Translational and angular velocities statistics of inertial prolate ellipsoids in a turbulent channel flow up to Re τ = 1000

Abstract

Direct numerical simulations of the turbulent flow in a channel are conducted up to $Re_{\tau }=1000$ to examine the influence of the friction Reynolds number on the translational and angular velocities of inertial, prolate ellipsoids. The quadrant distribution of the turbulent events seen by the particles is not significantly affected by the value of $Re_{\tau }$ , but subtle modifications take place, depending on the position in the channel and on the particle relaxation time.
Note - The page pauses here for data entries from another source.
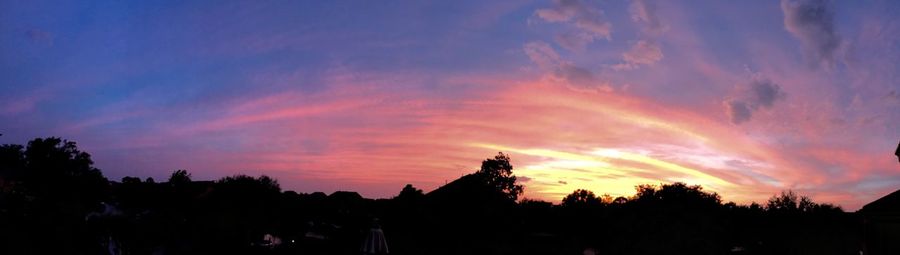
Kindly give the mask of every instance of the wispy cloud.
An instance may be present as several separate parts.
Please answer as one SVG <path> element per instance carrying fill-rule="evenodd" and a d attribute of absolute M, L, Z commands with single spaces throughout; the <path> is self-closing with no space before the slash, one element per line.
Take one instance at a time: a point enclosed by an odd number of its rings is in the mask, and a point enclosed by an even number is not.
<path fill-rule="evenodd" d="M 549 201 L 685 181 L 852 209 L 900 182 L 895 1 L 225 2 L 4 5 L 0 139 L 368 197 L 501 149 Z"/>
<path fill-rule="evenodd" d="M 643 25 L 645 33 L 658 35 L 668 29 L 656 14 L 656 2 L 654 0 L 632 0 L 628 6 L 631 19 Z"/>
<path fill-rule="evenodd" d="M 611 89 L 607 83 L 600 82 L 593 72 L 563 60 L 552 46 L 545 42 L 530 42 L 523 46 L 525 54 L 532 62 L 551 78 L 576 89 Z"/>
<path fill-rule="evenodd" d="M 656 2 L 653 0 L 634 0 L 628 7 L 632 21 L 641 27 L 641 37 L 622 53 L 623 63 L 613 65 L 614 70 L 633 70 L 640 66 L 653 65 L 663 59 L 662 48 L 657 41 L 668 27 L 656 14 Z"/>
<path fill-rule="evenodd" d="M 580 51 L 595 39 L 612 38 L 612 24 L 604 20 L 603 10 L 581 0 L 555 0 L 552 7 L 538 9 L 534 13 L 544 21 L 577 28 L 577 31 L 556 37 L 560 46 L 568 50 Z"/>
<path fill-rule="evenodd" d="M 624 63 L 613 66 L 615 70 L 632 70 L 642 65 L 652 65 L 663 59 L 662 49 L 659 44 L 651 41 L 640 40 L 631 46 L 631 49 L 622 53 Z"/>

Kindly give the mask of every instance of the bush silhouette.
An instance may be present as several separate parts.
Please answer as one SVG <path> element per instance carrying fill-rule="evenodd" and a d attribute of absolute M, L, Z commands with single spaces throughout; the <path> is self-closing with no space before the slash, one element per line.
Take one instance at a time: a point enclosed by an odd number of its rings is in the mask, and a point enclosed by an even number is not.
<path fill-rule="evenodd" d="M 698 185 L 635 195 L 577 189 L 521 199 L 509 155 L 431 192 L 391 199 L 283 191 L 267 176 L 107 180 L 59 138 L 0 145 L 0 254 L 359 254 L 379 222 L 392 254 L 851 254 L 862 221 L 783 191 L 765 205 L 723 203 Z M 34 238 L 40 237 L 40 238 Z M 265 237 L 265 239 L 264 239 Z M 275 244 L 273 240 L 280 240 Z M 54 245 L 46 245 L 53 243 Z M 111 245 L 114 244 L 114 245 Z"/>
Overall, the influence of $Re_{\tau }$ on the first and second statistical moments of the ellipsoids translational velocity is the same as that observed for the fluid velocity. The weak dependence of these statistics to the particle shape previously observed at low Reynolds number remains at higher values of $Re_{\tau }$ . Similarly, the mean and root mean square (r.m.s.) of the angular velocity of the fluid seen by the particles weakly depend on particle shape and they have the same dependence to $Re_{\tau }$ as the angular velocity statistics of the carrier fluid. Particle angular velocity statistics are more strongly affected by the flow Reynolds number due to the evolution of the complex shape and inertia dependent rotation orbits with $Re_{\tau }$ . In the near-wall region the average angular velocity of weakly inertial ellipsoids increases with $Re_{\tau }$ due to their stronger alignment with the mean fluid vorticity. Furthermore, the r.m.s. of the wall-normal component of the angular velocity of more inertial ellipsoids increases with $Re_{\tau }$ owing to the larger fluctuations of the angle between the particle major axis and the velocity-gradient plane.